Stakater will perform one major OpenShift version upgrade per day per cluster.

Upgrades of test and staging clusters will typically be done first before production clusters.

The time it takes to upgrade the cluster depends on the number of nodes present on the cluster, typically ranging from 2 to 3 hours if no issues arise. However, in case any issues occur, the upgrade process may extend up to 6 hours.

The estimated times assume Stakater has cluster-admin access to the clusters.

Physical presence will only be required if any on-prem machines need to be restarted.

Pre-Upgrade Steps

Removed Kubernetes APIs

You can use the APIRequestCount API to track API requests and review whether any of them are using one of the removed APIs. We will need to migrate the API that will be removed in the next release.

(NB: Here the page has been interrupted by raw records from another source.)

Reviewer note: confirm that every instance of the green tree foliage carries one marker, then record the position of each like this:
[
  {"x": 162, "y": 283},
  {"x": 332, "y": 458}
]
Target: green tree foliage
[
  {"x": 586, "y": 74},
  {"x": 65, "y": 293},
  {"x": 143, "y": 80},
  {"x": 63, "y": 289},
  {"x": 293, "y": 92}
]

Run the following command and examine the REMOVEDINRELEASE column of the output to identify APIs that will be removed in a future release but are currently in use and share its output with Stakater.

oc get apirequestcount

removed-apis

Checking the Cluster Objects

  1. Confirm that no critical alerts exist on the cluster. Check the firing alerts in Alertmanager via Web Console -> Observe -> Alerting and make sure there is no Critical alert firing, and that you are aware of the existing Info ones. Update will be blocked unless you resolve all critical alerts.

  2. Verify all nodes are in the ready state.

    oc get nodes
    

    get-nodes

  3. Confirm that all cluster operators are in the ready state.

    oc get co
    

    get-co

  4. Check the health of PVs (Persistent Volumes) and PVCs (Persistent Volume Claims) to ensure:

    1. All PVs and PVCs are mounted
    2. None of the PVs and PVCs are unmounted
    3. None of the PVs and PVCs are stuck in the terminating state
    4. No abnormal configurations exist
    oc get pvc,pv -A
    

    get-pvc

  5. Verify the health of machineConfigPools:

    1. Ensure MACHINECOUNT equals READYMACHINECOUNT
    2. Ensure there are no machines stuck in UPDATEDMACHINECOUNT or DEGRADEDMACHINECOUNT
    oc get mcp
    

    get-mcp

  6. Check the health of the etcd cluster. Visit the following link from OpenShift documentation to replace an unhealthy etcd member if any. Replacing an unhealthy etcd member

  7. The Customer needs to take a backup of the etcd cluster to ensure data safety in case of any issues during the upgrade process, see the official. Backing up etcd Red Hat documentation for the applicable version

  8. Check pods that are in error state on the cluster and fix those errors.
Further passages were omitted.